I thought this would be an appropriate word as another year flies by and we enter the Christmas season … again … and again. Is this the ‘recurrence’ that Nietzsche meant when he said ‘this life as you now live it and have lived it, you will have to live once more and innumerable times more … ‘
30 November 2012
chronophobia
[kron-oh-foh-bee-uh]
noun
– irrational fear of time and time moving forward
– fear of the duration or immensity of time.
Example sentences:
‘Prisoners often develop chronophobia as the realisation of the duration of their sentence sets in’.
‘For Nietzsche, any recoil at the prospect of recurrence (reliving life) suggests a kind of chronophobia, an aversion to time and becoming. And he claims that existential, psychological aversion is the basis for an intellectual chronophobia at the heart of the Western philosophical tradition – which, however, generally expressed its aversion to time on the more impersonal level of the search for the truth and foundations of knowledge’.
(Extracted from ‘Nietzsche’s Life Sentence: Coming to Terms with Eternal Recurrence’, by Lawrence J. Hatab)
Today’s aphorism
‘Did you see the frightened ones?
Did you hear the falling bombs?
Did you ever wonder why we had to run for shelter when the
promise of a brave new world unfurled beneath a clear blue
sky?‘
– from the song ‘Goodbye Blue Sky‘, from Pink Floyd’s ‘The Wall‘, written by Roger Waters.
On this day
30 November 1835 – birth of Mark Twain, U.S. novellist, author of ‘The Adventures of Tom Sawyer’ and ‘The Adventures of Huckleberry Finn’. Died 21 April 1910.
30 November 1874 – birth of U.K. Prime Minister, Sir Winston Churchill. Died 24 January 1965.
30 November 1936 – Crystal Palace in Britain is destroyed by fire. The Crystal Palace had been constructed for the Great Exhibition in 1851 and featured the first public toilets in England. During the Exhibition, visitors were able to pay 1 penny to use the conveniences. It was from this that the term ‘spend a penny’ came into use as a euphemism for visiting the loo.
30 November 1950 – U.S. President Harry S. Truman announces that he is willing to use atomic bombs to bring peace to Korea.
30 November 1979 – Pink Floyd releases their cult album ‘The Wall’, which was later made into a movie and one of the greatest stage-shows of all time. Roger Waters, singer/song-writer for Pink Floyd, performed ‘The Wall’ stage-show with other celebrities on 21 July 1990 in Berlin, to celebrate the tearing down of the Berlin Wall.

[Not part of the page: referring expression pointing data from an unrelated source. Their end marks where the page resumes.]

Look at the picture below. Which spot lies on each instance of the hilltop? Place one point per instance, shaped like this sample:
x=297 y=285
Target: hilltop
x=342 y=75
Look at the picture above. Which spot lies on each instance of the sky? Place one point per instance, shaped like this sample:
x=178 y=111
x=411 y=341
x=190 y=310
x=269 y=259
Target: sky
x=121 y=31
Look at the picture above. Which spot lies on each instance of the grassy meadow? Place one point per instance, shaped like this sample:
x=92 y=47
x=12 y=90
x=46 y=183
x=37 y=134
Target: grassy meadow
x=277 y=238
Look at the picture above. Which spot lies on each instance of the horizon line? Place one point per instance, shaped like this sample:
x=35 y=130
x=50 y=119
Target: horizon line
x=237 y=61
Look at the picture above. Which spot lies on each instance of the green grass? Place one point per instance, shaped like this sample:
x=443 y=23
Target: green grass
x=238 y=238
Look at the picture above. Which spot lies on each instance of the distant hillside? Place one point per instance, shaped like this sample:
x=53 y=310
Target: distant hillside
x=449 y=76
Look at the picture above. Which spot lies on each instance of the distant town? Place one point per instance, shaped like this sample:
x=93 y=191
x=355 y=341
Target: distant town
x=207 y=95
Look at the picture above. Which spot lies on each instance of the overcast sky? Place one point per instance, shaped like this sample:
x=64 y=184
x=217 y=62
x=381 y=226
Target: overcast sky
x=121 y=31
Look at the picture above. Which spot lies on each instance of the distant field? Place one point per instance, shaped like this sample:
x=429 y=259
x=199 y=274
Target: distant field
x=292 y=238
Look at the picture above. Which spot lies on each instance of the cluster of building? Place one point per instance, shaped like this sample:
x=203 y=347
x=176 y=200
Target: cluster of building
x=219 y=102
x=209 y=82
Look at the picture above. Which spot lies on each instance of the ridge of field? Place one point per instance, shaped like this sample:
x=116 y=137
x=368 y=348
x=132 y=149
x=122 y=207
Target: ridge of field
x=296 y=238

30 November 2007 – death of U.S. daredevil, Evel Knievel from breathing difficulties. Knievel was best known for his failed attempt to jump over the Grand Canyon on a rocket-propelled motor-bike. He also successfully, and often unsuccessfully, attempted long distance motor-bike jumps, such as jumping 14 buses. Through his career, Knievel broke 35 bones. Born on 17 October 1938 as Robert Craig Knievel.